“I used to try to be smart and now I don’t and everything works a whole lot better. Stopping being smart was one of the smartest things I’ve ever done.” — Jed McKenna
After years of listening to my intuition on and off, and years of trying to explain to logical, rational people why I’ve made the decisions I’ve made and done the things I’ve done, I realize now more than ever that when I go with the flow things always happen the way they are meant to. (I could also point out that even when I don’t go with the flow things happen the way they are meant to, but I experience more pain out of my resistance to what is.)
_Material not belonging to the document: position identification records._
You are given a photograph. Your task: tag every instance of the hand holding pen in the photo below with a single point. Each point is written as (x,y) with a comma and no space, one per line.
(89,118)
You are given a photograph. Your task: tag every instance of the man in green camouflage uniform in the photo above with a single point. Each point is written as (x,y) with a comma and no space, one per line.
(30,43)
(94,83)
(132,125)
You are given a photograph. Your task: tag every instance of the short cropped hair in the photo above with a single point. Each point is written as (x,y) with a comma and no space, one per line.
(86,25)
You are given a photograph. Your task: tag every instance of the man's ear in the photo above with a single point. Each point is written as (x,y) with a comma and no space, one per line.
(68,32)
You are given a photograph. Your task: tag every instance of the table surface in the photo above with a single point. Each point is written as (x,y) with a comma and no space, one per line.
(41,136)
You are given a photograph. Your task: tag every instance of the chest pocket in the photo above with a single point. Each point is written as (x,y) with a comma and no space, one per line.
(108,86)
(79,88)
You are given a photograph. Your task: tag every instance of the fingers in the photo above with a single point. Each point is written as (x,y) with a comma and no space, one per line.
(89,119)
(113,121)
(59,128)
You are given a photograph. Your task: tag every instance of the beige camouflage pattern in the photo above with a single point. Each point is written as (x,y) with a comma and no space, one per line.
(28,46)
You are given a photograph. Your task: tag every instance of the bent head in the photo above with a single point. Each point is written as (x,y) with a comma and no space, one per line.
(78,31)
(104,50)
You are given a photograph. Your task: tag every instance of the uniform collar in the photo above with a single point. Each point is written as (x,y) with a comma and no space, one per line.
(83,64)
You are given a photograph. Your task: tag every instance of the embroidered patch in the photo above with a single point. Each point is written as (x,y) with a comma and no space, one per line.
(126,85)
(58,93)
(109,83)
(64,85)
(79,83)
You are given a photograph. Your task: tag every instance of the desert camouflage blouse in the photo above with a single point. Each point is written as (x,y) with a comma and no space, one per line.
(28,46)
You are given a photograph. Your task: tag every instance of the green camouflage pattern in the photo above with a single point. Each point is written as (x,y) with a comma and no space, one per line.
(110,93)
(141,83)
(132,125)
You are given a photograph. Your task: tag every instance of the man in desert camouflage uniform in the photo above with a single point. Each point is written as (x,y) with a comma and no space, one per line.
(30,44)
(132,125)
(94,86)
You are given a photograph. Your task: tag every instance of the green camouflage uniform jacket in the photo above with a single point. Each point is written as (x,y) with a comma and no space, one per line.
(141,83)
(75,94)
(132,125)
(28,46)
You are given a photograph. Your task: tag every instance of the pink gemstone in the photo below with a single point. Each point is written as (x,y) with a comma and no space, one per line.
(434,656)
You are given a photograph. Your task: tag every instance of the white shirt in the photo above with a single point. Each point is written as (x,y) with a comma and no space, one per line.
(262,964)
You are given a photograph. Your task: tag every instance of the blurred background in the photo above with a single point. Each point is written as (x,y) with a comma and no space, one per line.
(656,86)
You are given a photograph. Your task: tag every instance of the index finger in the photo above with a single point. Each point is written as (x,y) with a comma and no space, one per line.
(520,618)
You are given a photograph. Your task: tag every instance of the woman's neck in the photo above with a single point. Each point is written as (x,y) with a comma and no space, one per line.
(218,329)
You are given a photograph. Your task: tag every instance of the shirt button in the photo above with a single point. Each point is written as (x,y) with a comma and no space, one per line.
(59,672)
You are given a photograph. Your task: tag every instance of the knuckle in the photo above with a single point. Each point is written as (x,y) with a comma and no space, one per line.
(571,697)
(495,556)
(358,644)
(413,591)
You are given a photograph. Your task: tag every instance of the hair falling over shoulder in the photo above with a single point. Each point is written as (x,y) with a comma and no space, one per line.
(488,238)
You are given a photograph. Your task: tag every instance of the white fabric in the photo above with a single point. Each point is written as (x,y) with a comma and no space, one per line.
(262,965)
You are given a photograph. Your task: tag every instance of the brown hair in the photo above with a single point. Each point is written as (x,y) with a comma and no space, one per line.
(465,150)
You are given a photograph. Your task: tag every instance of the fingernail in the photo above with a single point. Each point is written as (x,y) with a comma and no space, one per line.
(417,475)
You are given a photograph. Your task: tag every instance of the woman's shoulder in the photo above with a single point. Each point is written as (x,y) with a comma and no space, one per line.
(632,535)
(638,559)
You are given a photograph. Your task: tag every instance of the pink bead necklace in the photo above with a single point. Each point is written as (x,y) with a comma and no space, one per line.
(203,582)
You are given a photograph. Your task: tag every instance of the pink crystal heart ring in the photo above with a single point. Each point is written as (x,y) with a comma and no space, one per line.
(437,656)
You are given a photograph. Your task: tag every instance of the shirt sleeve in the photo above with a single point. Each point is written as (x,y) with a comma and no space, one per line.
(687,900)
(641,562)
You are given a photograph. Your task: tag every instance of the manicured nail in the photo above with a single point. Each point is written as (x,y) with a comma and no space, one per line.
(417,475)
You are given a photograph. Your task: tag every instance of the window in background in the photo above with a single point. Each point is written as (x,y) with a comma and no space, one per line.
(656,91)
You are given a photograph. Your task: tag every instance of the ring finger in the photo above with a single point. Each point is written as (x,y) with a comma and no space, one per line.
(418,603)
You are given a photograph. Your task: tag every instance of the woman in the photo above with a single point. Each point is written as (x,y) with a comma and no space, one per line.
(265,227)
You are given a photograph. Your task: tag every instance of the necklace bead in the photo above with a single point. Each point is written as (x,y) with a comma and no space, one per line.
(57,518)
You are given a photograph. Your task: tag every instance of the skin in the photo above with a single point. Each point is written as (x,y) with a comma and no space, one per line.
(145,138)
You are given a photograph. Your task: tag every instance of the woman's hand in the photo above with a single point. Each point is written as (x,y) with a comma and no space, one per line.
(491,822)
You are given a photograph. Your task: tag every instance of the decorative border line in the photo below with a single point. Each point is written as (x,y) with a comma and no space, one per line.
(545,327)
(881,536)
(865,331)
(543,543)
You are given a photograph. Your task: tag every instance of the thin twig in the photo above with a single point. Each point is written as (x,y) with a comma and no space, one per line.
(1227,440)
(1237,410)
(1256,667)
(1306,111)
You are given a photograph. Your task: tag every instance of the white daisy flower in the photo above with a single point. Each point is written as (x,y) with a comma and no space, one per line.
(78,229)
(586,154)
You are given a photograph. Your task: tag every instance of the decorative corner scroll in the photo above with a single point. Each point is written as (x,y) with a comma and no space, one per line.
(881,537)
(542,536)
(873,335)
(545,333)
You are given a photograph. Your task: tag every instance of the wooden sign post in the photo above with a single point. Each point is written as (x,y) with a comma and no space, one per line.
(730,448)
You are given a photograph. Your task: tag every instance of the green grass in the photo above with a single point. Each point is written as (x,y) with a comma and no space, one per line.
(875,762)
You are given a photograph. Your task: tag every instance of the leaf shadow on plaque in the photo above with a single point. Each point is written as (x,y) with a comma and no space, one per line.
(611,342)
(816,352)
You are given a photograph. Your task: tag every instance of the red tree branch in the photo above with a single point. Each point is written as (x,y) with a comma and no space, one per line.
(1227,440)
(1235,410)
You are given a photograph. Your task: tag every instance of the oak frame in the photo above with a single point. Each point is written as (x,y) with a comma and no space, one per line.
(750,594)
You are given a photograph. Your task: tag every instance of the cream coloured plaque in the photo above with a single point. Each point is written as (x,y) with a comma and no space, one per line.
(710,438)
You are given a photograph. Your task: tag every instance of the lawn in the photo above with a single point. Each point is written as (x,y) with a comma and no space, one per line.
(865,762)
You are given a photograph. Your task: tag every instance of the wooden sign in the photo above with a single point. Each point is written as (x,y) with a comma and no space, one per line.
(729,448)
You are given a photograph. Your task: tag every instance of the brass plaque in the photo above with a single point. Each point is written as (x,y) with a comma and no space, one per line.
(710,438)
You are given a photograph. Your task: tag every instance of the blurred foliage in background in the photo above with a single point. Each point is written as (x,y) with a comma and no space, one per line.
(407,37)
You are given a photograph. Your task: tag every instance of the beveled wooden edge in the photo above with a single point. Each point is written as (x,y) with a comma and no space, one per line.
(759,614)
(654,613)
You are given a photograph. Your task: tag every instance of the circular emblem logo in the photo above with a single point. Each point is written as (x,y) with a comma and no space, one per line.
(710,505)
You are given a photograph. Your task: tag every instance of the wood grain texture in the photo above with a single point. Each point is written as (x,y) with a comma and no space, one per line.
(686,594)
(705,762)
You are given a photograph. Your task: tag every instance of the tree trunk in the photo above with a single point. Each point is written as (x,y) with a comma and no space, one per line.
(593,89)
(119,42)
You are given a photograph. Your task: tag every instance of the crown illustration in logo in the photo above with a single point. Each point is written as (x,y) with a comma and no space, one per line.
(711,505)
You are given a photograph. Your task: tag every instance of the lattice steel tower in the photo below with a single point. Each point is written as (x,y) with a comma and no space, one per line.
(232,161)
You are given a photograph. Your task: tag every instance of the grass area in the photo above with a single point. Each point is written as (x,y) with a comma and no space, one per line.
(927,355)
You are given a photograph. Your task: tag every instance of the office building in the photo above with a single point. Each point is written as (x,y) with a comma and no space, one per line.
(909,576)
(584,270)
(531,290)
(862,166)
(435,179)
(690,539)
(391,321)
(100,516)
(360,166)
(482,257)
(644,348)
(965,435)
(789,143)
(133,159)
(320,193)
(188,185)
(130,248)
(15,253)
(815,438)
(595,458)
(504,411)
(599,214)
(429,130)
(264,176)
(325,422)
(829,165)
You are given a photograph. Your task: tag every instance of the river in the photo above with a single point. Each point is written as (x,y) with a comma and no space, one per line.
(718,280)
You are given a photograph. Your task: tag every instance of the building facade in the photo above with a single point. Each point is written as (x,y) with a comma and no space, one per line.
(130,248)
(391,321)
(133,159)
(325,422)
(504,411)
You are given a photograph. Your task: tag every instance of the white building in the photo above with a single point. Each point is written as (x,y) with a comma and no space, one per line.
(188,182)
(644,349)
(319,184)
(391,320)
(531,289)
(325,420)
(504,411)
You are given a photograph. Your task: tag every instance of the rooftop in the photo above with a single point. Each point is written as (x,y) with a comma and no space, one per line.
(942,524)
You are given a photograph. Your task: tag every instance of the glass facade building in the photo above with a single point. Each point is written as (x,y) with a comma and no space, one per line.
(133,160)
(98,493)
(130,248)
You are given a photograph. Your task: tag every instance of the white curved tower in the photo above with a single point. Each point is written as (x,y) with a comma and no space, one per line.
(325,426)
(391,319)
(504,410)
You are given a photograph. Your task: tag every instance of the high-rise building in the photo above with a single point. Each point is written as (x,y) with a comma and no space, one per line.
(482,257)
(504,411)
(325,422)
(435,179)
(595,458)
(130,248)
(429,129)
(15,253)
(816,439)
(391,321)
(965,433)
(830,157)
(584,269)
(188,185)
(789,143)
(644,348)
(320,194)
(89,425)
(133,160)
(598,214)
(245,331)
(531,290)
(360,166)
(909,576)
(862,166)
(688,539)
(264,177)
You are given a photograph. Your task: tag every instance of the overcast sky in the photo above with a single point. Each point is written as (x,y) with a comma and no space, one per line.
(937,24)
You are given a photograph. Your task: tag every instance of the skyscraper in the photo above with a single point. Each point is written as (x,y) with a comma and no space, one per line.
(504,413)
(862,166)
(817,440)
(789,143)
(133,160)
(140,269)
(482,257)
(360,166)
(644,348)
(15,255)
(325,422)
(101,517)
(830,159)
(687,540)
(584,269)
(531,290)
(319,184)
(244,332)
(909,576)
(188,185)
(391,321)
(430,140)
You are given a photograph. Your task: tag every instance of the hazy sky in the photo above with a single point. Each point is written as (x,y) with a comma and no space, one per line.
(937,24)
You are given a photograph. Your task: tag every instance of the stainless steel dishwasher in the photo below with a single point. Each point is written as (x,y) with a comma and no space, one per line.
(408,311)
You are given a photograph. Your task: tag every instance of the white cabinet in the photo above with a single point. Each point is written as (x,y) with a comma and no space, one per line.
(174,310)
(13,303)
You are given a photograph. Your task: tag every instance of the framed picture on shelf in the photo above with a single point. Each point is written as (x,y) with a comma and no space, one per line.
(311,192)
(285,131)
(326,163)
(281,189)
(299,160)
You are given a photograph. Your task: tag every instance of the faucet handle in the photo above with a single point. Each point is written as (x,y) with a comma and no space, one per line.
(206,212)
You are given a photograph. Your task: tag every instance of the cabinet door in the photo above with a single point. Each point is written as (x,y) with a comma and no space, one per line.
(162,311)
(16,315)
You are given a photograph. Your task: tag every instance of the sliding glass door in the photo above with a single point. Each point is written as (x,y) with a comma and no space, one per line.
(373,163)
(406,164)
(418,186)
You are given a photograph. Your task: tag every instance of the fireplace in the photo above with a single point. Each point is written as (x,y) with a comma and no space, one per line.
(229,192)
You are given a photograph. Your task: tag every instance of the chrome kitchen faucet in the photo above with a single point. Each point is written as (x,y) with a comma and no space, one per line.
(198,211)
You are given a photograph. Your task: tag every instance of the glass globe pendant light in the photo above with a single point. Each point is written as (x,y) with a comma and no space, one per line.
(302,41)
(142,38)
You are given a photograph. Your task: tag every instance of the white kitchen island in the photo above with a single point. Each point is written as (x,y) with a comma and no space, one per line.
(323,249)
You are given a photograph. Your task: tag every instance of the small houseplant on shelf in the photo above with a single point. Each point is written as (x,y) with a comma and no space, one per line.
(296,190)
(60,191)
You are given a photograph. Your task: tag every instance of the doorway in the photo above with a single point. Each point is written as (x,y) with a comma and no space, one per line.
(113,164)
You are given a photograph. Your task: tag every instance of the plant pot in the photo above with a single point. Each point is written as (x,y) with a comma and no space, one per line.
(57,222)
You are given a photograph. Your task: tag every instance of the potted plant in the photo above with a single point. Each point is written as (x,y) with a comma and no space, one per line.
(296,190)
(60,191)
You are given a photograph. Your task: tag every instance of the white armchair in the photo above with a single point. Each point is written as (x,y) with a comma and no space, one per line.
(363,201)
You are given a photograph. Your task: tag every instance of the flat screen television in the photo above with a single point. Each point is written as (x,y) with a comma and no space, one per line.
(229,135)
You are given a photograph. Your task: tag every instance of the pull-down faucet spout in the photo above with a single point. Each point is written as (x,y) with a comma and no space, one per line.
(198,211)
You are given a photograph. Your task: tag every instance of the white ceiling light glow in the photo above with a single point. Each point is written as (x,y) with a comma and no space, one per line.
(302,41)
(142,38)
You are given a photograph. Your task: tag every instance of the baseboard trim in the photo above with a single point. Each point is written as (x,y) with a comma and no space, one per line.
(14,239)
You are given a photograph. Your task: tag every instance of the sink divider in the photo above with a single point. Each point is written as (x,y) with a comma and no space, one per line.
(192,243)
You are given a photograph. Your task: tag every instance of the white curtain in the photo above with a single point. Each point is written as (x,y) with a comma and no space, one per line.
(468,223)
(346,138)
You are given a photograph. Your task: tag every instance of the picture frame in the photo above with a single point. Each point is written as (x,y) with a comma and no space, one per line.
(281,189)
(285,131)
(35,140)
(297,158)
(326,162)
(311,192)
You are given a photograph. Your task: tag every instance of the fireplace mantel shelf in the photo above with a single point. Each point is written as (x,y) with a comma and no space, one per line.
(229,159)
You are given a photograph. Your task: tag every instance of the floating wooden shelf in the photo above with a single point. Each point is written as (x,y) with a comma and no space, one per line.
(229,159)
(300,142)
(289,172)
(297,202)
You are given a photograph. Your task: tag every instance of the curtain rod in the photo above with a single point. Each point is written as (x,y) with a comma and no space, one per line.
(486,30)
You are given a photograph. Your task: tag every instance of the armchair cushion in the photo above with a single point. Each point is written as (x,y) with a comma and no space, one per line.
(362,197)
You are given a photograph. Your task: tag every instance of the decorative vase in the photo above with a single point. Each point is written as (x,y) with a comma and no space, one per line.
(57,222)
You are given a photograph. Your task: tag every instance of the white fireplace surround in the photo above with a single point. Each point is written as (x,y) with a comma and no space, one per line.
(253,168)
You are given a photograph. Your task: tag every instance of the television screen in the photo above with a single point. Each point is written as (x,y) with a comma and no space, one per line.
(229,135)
It feels awkward for me to let go of the reins. Like most humans, I like to feel in control and to know how things are going to end. But I also see the power in letting life flow through me, similar to floating with the current instead of fighting it. My ego jumps to attention as I write that with its reply — “But you’ll DIE!” That is what I am working with — an ego that fears its death. My ego feels good when it feels secure and surrendering control makes my ego freak the fuck out. But I am willing to live with that. I do not believe that I am just my body. I am grateful for my body that allows me to play in this world. But I am bigger than my body. I am bigger than my ego. I am bigger than my mind. And I surrender. I surrender the need to control what happens to me. I turn the reins over to the infinite part of myself that has chosen to be embodied though me. I accept that anything can happen. I accept that I will feel pain, fear, anger, sadness, joy, love, uncertainty. I know that it is all temporary though. My infinite self will survive it all, no matter how bad it seems in a certain moment. May I come back to this truth as often as I need to.